You should take multivitamins according to the manufacturer’s guidelines.

When possible, it’s also a good idea to take multivitamins with meals containing some dietary fat to enhance the absorption of some fat-soluble vitamins and minerals. 

Depending on the multivitamin you use, you may also have to split your dose into two servings (often one early in the day and another 3-to-6 hours later). Splitting doses helps with absorption, reducing the risk of excess vitamins not being absorbed.

FAQ #1: Should I take a multivitamin?

As I explain in my fitness books for men and women, Bigger Leaner Stronger and Thinner Leaner Stronger, you don’t need supplements to get fit and healthy.

However, taking a good multivitamin helps you optimize your health by boosting your intake of certain vitamins, minerals, and other beneficial ingredients that improve wellness.

FAQ #2: Do I need a multivitamin?

No, but taking a good multivitamin helps plug nutritional “holes” in your diet, boost your intake of certain vitamins and minerals that improve health and wellness, and can provide beneficial ingredients that are difficult or impossible to obtain from food.

FAQ #3: Is it good to take a multivitamin every day?

Yes (unless stated otherwise on the label).

Taking a multivitamin daily is the best way to ensure you get enough vitamins, minerals, and nutrients to optimize your health.

FAQ #4: Can you take a multivitamin at night?

Yes.

That said, your body absorbs some fat-soluble ingredients in multivitamins better when you take them with food.
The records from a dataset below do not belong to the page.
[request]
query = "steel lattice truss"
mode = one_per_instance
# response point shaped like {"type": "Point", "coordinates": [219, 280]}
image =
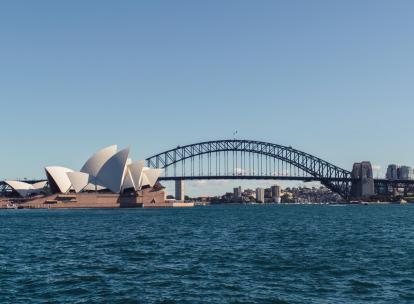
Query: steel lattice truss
{"type": "Point", "coordinates": [249, 159]}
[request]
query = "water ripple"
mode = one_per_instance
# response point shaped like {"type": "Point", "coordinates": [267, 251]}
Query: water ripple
{"type": "Point", "coordinates": [217, 254]}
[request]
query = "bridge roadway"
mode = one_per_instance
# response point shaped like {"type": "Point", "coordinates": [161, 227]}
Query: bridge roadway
{"type": "Point", "coordinates": [253, 177]}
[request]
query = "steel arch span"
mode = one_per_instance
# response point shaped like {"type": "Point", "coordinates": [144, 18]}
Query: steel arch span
{"type": "Point", "coordinates": [249, 159]}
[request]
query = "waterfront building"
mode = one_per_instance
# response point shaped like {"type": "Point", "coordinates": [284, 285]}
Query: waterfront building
{"type": "Point", "coordinates": [260, 197]}
{"type": "Point", "coordinates": [107, 170]}
{"type": "Point", "coordinates": [24, 189]}
{"type": "Point", "coordinates": [405, 173]}
{"type": "Point", "coordinates": [179, 190]}
{"type": "Point", "coordinates": [237, 193]}
{"type": "Point", "coordinates": [276, 193]}
{"type": "Point", "coordinates": [392, 172]}
{"type": "Point", "coordinates": [363, 187]}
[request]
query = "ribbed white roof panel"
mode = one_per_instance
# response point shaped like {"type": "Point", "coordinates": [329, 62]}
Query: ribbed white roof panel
{"type": "Point", "coordinates": [59, 176]}
{"type": "Point", "coordinates": [112, 172]}
{"type": "Point", "coordinates": [94, 164]}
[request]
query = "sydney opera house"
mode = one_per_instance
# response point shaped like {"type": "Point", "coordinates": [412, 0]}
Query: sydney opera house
{"type": "Point", "coordinates": [109, 178]}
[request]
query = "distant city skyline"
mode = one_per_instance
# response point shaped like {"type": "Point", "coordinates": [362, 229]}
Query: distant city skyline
{"type": "Point", "coordinates": [333, 79]}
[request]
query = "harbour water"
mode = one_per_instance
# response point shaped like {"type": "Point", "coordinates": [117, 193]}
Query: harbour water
{"type": "Point", "coordinates": [212, 254]}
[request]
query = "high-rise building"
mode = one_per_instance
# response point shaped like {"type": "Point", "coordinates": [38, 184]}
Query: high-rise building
{"type": "Point", "coordinates": [260, 195]}
{"type": "Point", "coordinates": [276, 193]}
{"type": "Point", "coordinates": [364, 185]}
{"type": "Point", "coordinates": [237, 192]}
{"type": "Point", "coordinates": [392, 172]}
{"type": "Point", "coordinates": [405, 172]}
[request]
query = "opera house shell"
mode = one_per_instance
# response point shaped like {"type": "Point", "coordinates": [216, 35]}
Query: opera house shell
{"type": "Point", "coordinates": [107, 171]}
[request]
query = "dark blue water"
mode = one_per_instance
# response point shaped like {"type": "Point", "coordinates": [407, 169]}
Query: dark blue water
{"type": "Point", "coordinates": [216, 254]}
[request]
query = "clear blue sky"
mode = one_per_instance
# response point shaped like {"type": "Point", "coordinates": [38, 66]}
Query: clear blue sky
{"type": "Point", "coordinates": [332, 78]}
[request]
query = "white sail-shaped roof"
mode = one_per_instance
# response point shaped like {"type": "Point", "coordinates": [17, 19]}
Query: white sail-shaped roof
{"type": "Point", "coordinates": [111, 174]}
{"type": "Point", "coordinates": [151, 175]}
{"type": "Point", "coordinates": [128, 182]}
{"type": "Point", "coordinates": [95, 163]}
{"type": "Point", "coordinates": [22, 188]}
{"type": "Point", "coordinates": [57, 176]}
{"type": "Point", "coordinates": [79, 180]}
{"type": "Point", "coordinates": [39, 185]}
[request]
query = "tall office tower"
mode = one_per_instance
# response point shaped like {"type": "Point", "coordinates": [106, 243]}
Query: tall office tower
{"type": "Point", "coordinates": [392, 172]}
{"type": "Point", "coordinates": [260, 195]}
{"type": "Point", "coordinates": [276, 193]}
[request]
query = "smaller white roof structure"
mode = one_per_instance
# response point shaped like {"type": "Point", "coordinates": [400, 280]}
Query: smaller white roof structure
{"type": "Point", "coordinates": [22, 188]}
{"type": "Point", "coordinates": [39, 185]}
{"type": "Point", "coordinates": [58, 176]}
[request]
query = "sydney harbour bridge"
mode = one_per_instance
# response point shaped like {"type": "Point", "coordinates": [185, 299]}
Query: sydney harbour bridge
{"type": "Point", "coordinates": [238, 159]}
{"type": "Point", "coordinates": [255, 160]}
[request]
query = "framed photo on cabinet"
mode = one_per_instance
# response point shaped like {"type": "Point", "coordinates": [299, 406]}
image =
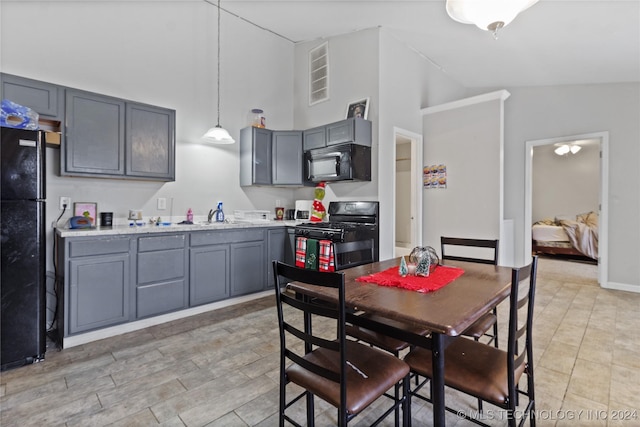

Thus, it’s probably best to take your multivitamin with your evening meal rather than immediately before bed.

FAQ #5: What is a “complete multivitamin?”

A complete multivitamin is a supplement that claims to provide 100% of every vitamin, mineral, and nutrient you need in a single daily pill.

While this sounds appealing, complete multivitamins rarely (if ever) deliver on their promise. That’s because the only way supplement companies can put everything you need into a single daily pill is if they use too little of some key nutrients and none of others.

And that’s why most good multivitamins require taking at least a few pills per day to allow for optimal dosing and absorption.